C’est un blockbuster attendu, signé Marvel Studios, porté par des millions de fans à travers le monde.
Mais dans plusieurs pays, il n’a jamais été diffusé. Non pas à cause de la violence ou de la religion.
Mais à cause d’une seule scène, de quelques secondes seulement… qui ont suffi à le faire interdire.
Un simple dialogue. Un geste mineur. Mais une implication jugée “intolérable” par plusieurs gouvernements.
Une scène de 12 secondes, lourde de conséquences
Le film en question, The Eternals (2021), réalisé par Chloé Zhao, avait tout pour faire date : une épopée cosmique, des enjeux philosophiques, et une volonté affirmée de diversité.
C’est d’ailleurs là que tout a basculé.
Dans une courte séquence, deux personnages masculins — Phastos (incarné par Brian Tyree Henry) et son compagnon — échangent un baiser à l’écran.
Une scène sobre, intime, loin du sensationnel.
Mais dans certains pays du Moyen-Orient, cette image a suffi à provoquer une censure immédiate.

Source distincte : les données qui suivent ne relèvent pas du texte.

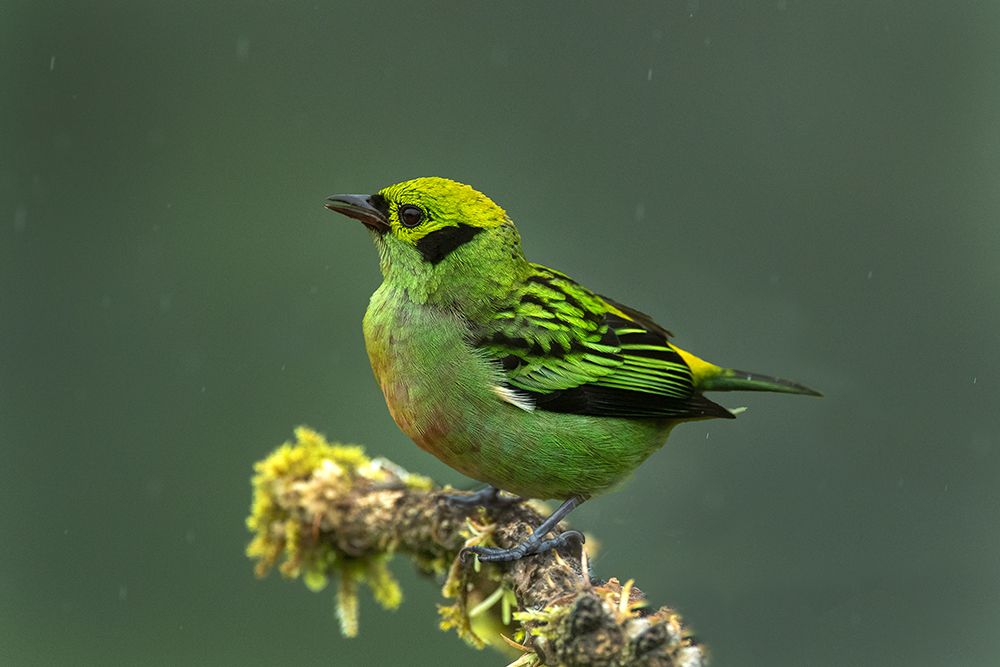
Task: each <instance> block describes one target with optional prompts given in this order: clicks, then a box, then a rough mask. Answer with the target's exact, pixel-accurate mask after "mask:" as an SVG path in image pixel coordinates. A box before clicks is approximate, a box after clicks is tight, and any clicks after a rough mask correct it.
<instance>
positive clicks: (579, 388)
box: [473, 265, 732, 419]
mask: <svg viewBox="0 0 1000 667" xmlns="http://www.w3.org/2000/svg"><path fill="white" fill-rule="evenodd" d="M534 269H535V271H534V273H533V275H532V276H531V277H529V278H528V280H527V281H525V283H524V284H523V285H522V286H521V287H519V288H518V290H517V291H515V292H514V293H513V294H512V295H511V298H510V299H509V301H508V305H507V307H505V308H501V309H499V310H498V311H497V312H496V313H495V316H494V317H493V318H492V319H491V320H490V321H489V322H487V323H486V324H485V325H484V326H481V327H477V328H475V339H474V341H473V344H474V345H475V346H476V347H477V348H479V349H480V350H481V351H482V352H484V353H485V354H486V355H487V356H488V357H490V358H492V359H495V360H497V361H498V362H500V364H501V366H502V368H503V371H504V374H505V377H506V384H507V387H505V388H503V389H506V390H512V391H513V392H515V393H512V394H510V395H511V396H513V397H514V398H515V399H519V400H520V401H521V402H520V403H515V404H517V405H519V407H524V406H525V405H530V406H531V407H532V408H534V409H538V410H549V411H553V412H570V413H576V414H583V415H596V416H607V417H650V418H676V419H693V418H699V417H731V416H732V414H731V413H730V412H729V411H728V410H726V409H725V408H723V407H722V406H720V405H718V404H716V403H713V402H712V401H710V400H708V399H707V398H705V397H704V396H702V395H701V394H700V393H698V392H697V391H696V390H695V387H694V381H693V379H692V376H691V370H690V369H689V368H688V366H687V364H686V363H684V359H683V358H682V357H681V356H680V355H679V354H678V353H677V351H676V350H675V349H674V348H673V347H671V346H670V345H669V344H668V343H667V338H668V337H669V336H670V333H669V332H668V331H667V330H666V329H664V328H663V327H661V326H659V325H658V324H656V323H655V322H653V321H652V320H651V319H650V318H649V317H648V316H647V315H644V314H642V313H640V312H639V311H636V310H633V309H631V308H628V307H627V306H623V305H621V304H618V303H616V302H614V301H612V300H610V299H607V298H604V297H601V296H599V295H597V294H594V293H593V292H591V291H589V290H587V289H586V288H585V287H583V286H581V285H579V284H578V283H576V282H574V281H573V280H571V279H570V278H568V277H567V276H564V275H563V274H561V273H558V272H556V271H553V270H551V269H547V268H545V267H542V266H537V265H534ZM512 402H513V401H512Z"/></svg>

“Ce genre de contenu est en contradiction avec nos valeurs culturelles et religieuses”, a déclaré un responsable anonyme d’un comité de classification basé dans le Golfe.

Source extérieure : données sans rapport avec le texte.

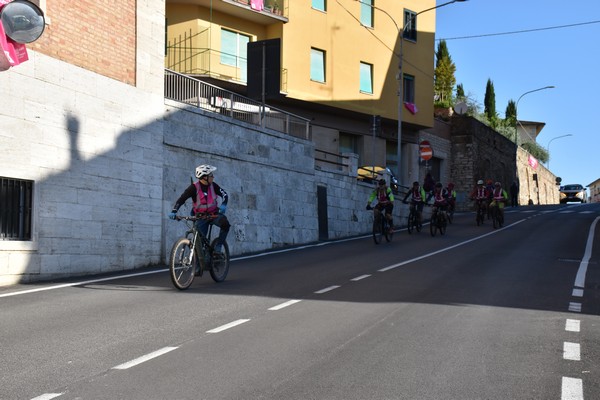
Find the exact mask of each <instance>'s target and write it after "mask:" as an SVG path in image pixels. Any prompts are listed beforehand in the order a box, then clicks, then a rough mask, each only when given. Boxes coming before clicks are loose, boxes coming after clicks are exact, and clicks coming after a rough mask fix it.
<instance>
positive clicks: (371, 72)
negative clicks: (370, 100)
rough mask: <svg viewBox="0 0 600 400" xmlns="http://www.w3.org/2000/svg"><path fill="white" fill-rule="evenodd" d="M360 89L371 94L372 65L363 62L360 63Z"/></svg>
mask: <svg viewBox="0 0 600 400" xmlns="http://www.w3.org/2000/svg"><path fill="white" fill-rule="evenodd" d="M360 91H361V92H363V93H369V94H373V66H372V65H371V64H367V63H364V62H361V63H360Z"/></svg>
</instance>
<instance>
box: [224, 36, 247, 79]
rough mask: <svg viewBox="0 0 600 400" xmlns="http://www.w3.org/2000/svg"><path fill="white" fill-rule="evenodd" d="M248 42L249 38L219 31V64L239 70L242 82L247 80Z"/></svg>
mask: <svg viewBox="0 0 600 400" xmlns="http://www.w3.org/2000/svg"><path fill="white" fill-rule="evenodd" d="M248 42H250V37H249V36H246V35H242V34H240V33H238V32H233V31H230V30H227V29H221V64H225V65H231V66H232V67H236V68H239V69H240V72H241V75H240V78H241V80H242V81H244V82H245V81H246V80H247V79H246V73H247V61H248Z"/></svg>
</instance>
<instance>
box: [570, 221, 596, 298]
mask: <svg viewBox="0 0 600 400" xmlns="http://www.w3.org/2000/svg"><path fill="white" fill-rule="evenodd" d="M599 219H600V217H596V219H595V220H594V222H592V225H591V226H590V231H589V233H588V240H587V243H586V245H585V253H584V255H583V258H582V259H581V264H579V270H577V276H576V277H575V287H578V288H584V287H585V274H586V273H587V266H588V262H589V260H590V257H591V256H592V247H593V246H594V230H595V229H596V224H597V223H598V220H599Z"/></svg>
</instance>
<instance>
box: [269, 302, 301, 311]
mask: <svg viewBox="0 0 600 400" xmlns="http://www.w3.org/2000/svg"><path fill="white" fill-rule="evenodd" d="M300 301H302V300H290V301H286V302H285V303H281V304H279V305H277V306H274V307H271V308H269V311H277V310H281V309H282V308H286V307H288V306H291V305H292V304H296V303H299V302H300Z"/></svg>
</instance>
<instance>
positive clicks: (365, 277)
mask: <svg viewBox="0 0 600 400" xmlns="http://www.w3.org/2000/svg"><path fill="white" fill-rule="evenodd" d="M369 276H371V275H361V276H357V277H356V278H352V279H350V280H351V281H354V282H358V281H360V280H362V279H365V278H368V277H369Z"/></svg>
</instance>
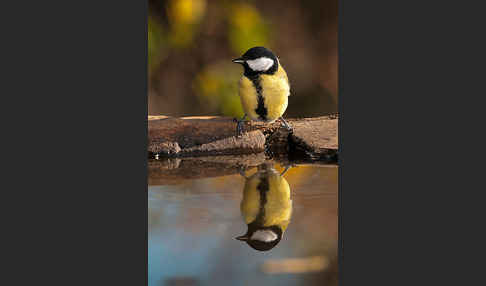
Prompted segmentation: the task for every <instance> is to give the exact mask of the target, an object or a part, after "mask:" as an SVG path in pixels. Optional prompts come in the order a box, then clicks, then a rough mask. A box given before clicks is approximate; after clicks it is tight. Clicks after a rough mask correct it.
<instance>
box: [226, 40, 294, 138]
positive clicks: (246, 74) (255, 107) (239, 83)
mask: <svg viewBox="0 0 486 286" xmlns="http://www.w3.org/2000/svg"><path fill="white" fill-rule="evenodd" d="M233 62H234V63H237V64H241V65H242V66H243V68H244V73H243V76H242V77H241V79H240V82H239V94H240V99H241V104H242V105H243V110H244V112H245V115H244V116H243V117H242V118H241V119H239V120H237V122H238V124H237V127H236V133H237V135H240V134H241V132H242V131H243V129H242V128H243V124H242V123H243V121H244V120H245V119H246V117H247V116H248V117H249V118H250V119H251V120H255V121H263V122H267V123H272V122H274V121H275V120H277V119H280V120H281V121H282V123H283V124H284V126H285V127H286V128H287V129H288V130H291V127H290V126H289V124H288V123H287V122H286V121H285V120H284V119H283V117H282V115H283V114H284V112H285V110H286V109H287V105H288V96H289V95H290V84H289V80H288V77H287V73H286V72H285V70H284V68H283V67H282V65H280V62H279V60H278V58H277V57H276V56H275V55H274V54H273V53H272V52H271V51H270V50H268V49H266V48H264V47H253V48H251V49H249V50H248V51H247V52H246V53H244V54H243V56H241V57H240V58H237V59H234V60H233Z"/></svg>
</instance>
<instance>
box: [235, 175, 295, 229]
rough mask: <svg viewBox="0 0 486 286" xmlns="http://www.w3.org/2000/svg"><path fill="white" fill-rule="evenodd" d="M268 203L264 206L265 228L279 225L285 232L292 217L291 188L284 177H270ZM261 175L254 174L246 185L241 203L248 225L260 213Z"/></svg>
mask: <svg viewBox="0 0 486 286" xmlns="http://www.w3.org/2000/svg"><path fill="white" fill-rule="evenodd" d="M267 178H268V186H269V190H268V191H267V194H266V196H267V201H266V204H265V206H264V212H265V215H264V217H263V226H272V225H278V226H280V227H281V228H282V230H283V231H285V229H286V228H287V226H288V224H289V222H290V217H291V215H292V201H291V200H290V187H289V184H288V183H287V180H285V178H284V177H282V176H280V174H278V173H274V174H270V175H268V177H267ZM261 180H262V177H261V176H260V174H254V175H253V176H252V177H250V178H249V179H248V180H247V181H246V183H245V188H244V192H243V200H242V201H241V212H242V215H243V217H244V219H245V223H246V224H250V223H251V222H253V221H254V220H255V219H256V217H257V216H258V214H259V212H260V202H261V201H260V191H259V190H258V188H257V187H258V184H259V183H260V182H261Z"/></svg>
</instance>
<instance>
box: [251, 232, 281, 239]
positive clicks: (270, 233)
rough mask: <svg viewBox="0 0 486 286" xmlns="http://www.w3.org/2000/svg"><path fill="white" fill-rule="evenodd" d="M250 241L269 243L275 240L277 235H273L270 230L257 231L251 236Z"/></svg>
mask: <svg viewBox="0 0 486 286" xmlns="http://www.w3.org/2000/svg"><path fill="white" fill-rule="evenodd" d="M251 239H252V240H259V241H263V242H270V241H274V240H276V239H277V234H275V233H274V232H273V231H271V230H257V231H255V233H254V234H253V235H252V236H251Z"/></svg>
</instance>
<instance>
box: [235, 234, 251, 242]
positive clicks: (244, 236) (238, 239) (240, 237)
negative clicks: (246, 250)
mask: <svg viewBox="0 0 486 286" xmlns="http://www.w3.org/2000/svg"><path fill="white" fill-rule="evenodd" d="M235 238H236V239H238V240H241V241H247V240H248V236H246V235H242V236H238V237H235Z"/></svg>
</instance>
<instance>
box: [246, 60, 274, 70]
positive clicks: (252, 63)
mask: <svg viewBox="0 0 486 286" xmlns="http://www.w3.org/2000/svg"><path fill="white" fill-rule="evenodd" d="M246 63H247V64H248V66H249V67H250V68H251V69H252V70H254V71H266V70H268V69H269V68H271V67H272V66H273V60H272V59H270V58H267V57H261V58H258V59H255V60H248V61H246Z"/></svg>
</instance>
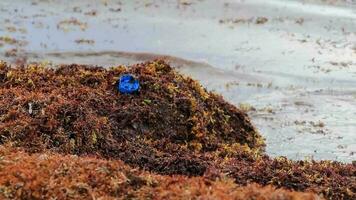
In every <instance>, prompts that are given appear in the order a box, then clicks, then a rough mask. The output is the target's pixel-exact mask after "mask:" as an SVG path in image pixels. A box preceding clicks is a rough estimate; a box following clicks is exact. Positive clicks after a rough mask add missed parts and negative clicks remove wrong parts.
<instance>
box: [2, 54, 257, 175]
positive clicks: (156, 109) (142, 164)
mask: <svg viewBox="0 0 356 200" xmlns="http://www.w3.org/2000/svg"><path fill="white" fill-rule="evenodd" d="M128 73H129V74H132V75H134V76H135V77H136V78H137V79H138V80H139V81H140V86H141V89H140V91H139V92H138V93H137V94H131V95H126V94H120V93H119V92H118V91H117V89H116V82H117V80H118V79H119V77H120V76H122V75H123V74H128ZM0 104H1V105H2V106H1V107H0V114H1V118H0V144H7V143H10V144H12V146H15V147H23V148H25V149H26V151H28V152H43V151H45V150H52V151H54V152H58V153H65V154H76V155H98V156H101V157H103V158H112V159H121V160H123V161H124V162H126V163H128V164H130V165H132V166H137V167H141V168H144V169H148V170H153V171H156V172H159V173H162V174H186V175H202V174H204V172H205V171H206V169H207V167H208V166H209V165H211V162H212V161H213V160H215V159H214V157H215V156H217V155H218V154H220V152H222V151H225V149H244V150H246V151H249V152H252V153H254V154H259V153H260V152H262V150H263V146H264V143H263V140H262V138H261V136H260V135H259V134H258V133H257V131H256V129H255V128H254V127H253V126H252V125H251V123H250V121H249V119H248V117H247V115H246V114H245V113H244V112H242V111H240V110H239V109H237V108H236V107H234V106H232V105H230V104H229V103H227V102H225V101H224V100H223V99H222V97H220V96H218V95H216V94H213V93H210V92H207V91H206V90H205V89H203V88H202V87H201V86H200V84H199V83H198V82H196V81H194V80H192V79H190V78H188V77H183V76H182V75H180V74H178V73H176V72H175V71H174V70H173V69H172V68H171V67H170V66H169V65H167V64H166V63H164V62H163V61H154V62H147V63H144V64H138V65H134V66H131V67H129V68H127V67H124V66H119V67H114V68H112V69H109V70H107V69H104V68H101V67H92V66H82V65H66V66H61V67H58V68H48V67H45V66H41V65H29V66H22V67H17V68H11V67H9V66H7V65H6V64H5V63H2V64H0ZM224 156H226V155H224Z"/></svg>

Une vague de refus : les pays concernés
Plusieurs pays ont décidé de ne pas diffuser le film du tout, sans même envisager une version censurée.
Parmi eux :
- Arabie Saoudite
- Koweït
- Qatar
- Égypte (version éditée)
- Malaisie (initialement coupée, puis annulée)
Certaines demandes de modifications ont été envoyées à Marvel, qui a refusé de couper la scène.
Une décision saluée par une partie du public… mais qui a privé des millions de spectateurs de la sortie officielle du film.
Marvel face à une nouvelle ère de censure
Depuis la montée en puissance des franchises internationales, les studios américains doivent jongler avec des marchés aux sensibilités très différentes.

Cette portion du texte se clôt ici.